During the arguments, the counsel representing Kumar told the bench that a key witness in the case had earlier given four statements in which she had not named Kumar but later, she named the former Congress leader in her statement.
"How long he (Kumar) has been in jail?," the bench asked.
To this, the counsel said Kumar is in jail for past over three months and during the adjudication of the trial, he was out on anticipatory bail and never misused the liberty.
Mehta, however, told the bench about the circumstances in which Kumar was granted anticipatory bail and argued that a violent mob had gathered at Kumar's residence when CBI team had gone there during probe into the case.

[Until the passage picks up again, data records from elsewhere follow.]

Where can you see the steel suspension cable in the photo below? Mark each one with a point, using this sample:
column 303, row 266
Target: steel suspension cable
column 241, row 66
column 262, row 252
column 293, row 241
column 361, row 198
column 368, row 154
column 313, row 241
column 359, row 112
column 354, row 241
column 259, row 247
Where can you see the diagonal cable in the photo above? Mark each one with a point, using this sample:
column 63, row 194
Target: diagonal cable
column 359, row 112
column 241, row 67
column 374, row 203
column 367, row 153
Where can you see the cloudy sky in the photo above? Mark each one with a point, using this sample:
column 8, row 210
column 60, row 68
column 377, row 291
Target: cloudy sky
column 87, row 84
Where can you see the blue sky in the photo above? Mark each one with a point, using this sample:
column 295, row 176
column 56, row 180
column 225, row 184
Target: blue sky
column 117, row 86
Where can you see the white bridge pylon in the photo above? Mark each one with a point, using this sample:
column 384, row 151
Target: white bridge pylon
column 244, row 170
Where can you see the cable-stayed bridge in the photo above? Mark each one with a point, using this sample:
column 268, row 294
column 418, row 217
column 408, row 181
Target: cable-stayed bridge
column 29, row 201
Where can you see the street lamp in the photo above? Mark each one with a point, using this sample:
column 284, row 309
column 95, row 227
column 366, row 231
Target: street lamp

The bench was also told by one of the advocates that Kumar was a sitting MP in 1984 and several Sikhs were killed during the riots in his constituency.
When Kumar's counsel referred to the merits of the case, the bench said: "We do not know why you are inviting our attention to the facts of the case.
"Today, you (Kumar) are convicted by the high court. It is not a charge by police. We cannot treat it lightly."
During the hearing, when Mehta referred to the ongoing trial against Kumar in a case related to 1984 anti-Sikh riots, the bench asked, "How many witnesses are yet to be examined?".
Mehta said the case is at the stage of recording of prosecution evidence and the apex court can ask the trial court to expedite it.
The bench, however, asked the CBI to apprise it of the status of the ongoing trial in the case involving Kumar and listed his bail plea for hearing on April 15.
Kumar had surrendered before a trial court here on December 31, 2018, to serve the sentence in pursuance of the high court's December 17 verdict.
After his conviction in the case, Kumar had resigned from the Congress party.
The CBI has recently told the top court that Kumar's plea seeking bail should be dismissed as he has a "large political clout" and is capable of "influencing or terrorising" witnesses in the case pending against him.
The high court had convicted and sentenced Kumar to spend the remainder of his life in jail for the offences of criminal conspiracy and abetment in commission of crimes of murder, promoting enmity between different groups on grounds of religion and doing acts prejudicial to maintenance of communal harmony and defiling and destruction of a Gurdwara.
It had also upheld the conviction and varying sentences awarded by a trial court to five others — former Congress councillor Balwan Khokhar, retired naval officer Captain Bhagmal, Girdhari Lal and ex-MLAs Mahender Yadav and Kishan Khokhar.
The high court had set aside the trial court's 2010 verdict which had acquitted Kumar in the case.